If one of you with WFOs could be so generous, I need an experiment.
I like potatoes on pizzas. Make that love them. Yukon gold, blue and sweet (only one variety on a pizza though).
When I was using my broiler in my oven to cook pizzas, I did not use potatoes for some reason (and I had 980°F heat with my broiler....I miss it!). Now that I have my (still in experimental phase) LBE, just cutting the potatoes paper thin does not do the trick. The oven does not have enough top heat to cook the potatoes enough.
I have to par cook the potato slices in a pan with olive oil and sea salt, turning them a few times until they brown up and lose a little of their firmness. Then the LBE will finish them off...turning the edges of the potatoes crisp in the oven. The natural sweetness in the potatoes really come through and the textural counterpoint of the crisped edges is really nice.
If one of you could use a mandolin to cut VERY thin slices of potatoes (or a knife...we're talking paper thin cuts), layed them on the skin so there was minimal overlap (but covered the surface), I'd be interested to see if the heat of a good WFO alone could finish such a thinly sliced potato off sufficiently during the course of the short baking time.

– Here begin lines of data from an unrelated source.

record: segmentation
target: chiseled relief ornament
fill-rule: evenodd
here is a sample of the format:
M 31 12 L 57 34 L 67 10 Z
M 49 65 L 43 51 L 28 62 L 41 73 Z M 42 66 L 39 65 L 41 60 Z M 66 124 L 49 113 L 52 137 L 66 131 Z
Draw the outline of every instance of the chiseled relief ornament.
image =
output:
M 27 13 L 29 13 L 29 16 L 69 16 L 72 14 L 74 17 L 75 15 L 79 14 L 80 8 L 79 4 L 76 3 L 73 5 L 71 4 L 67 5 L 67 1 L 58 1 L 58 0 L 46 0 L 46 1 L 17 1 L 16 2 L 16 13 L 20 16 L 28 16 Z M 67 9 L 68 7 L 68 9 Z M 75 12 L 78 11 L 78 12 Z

I've been tinkering with a parmigiano-reggiano (a lot, grated, added first), sweet potato, caramelized onion and rosemary pizza.....as well as a sweet potato, sage, blue cheese and Mike's Hot Honey pizza (I may swap out the Blue Cheese for Mascarpone) and have no idea if a WFO could do the trick without a par cook first. The ingredient combinations are still experimental, but you get the point.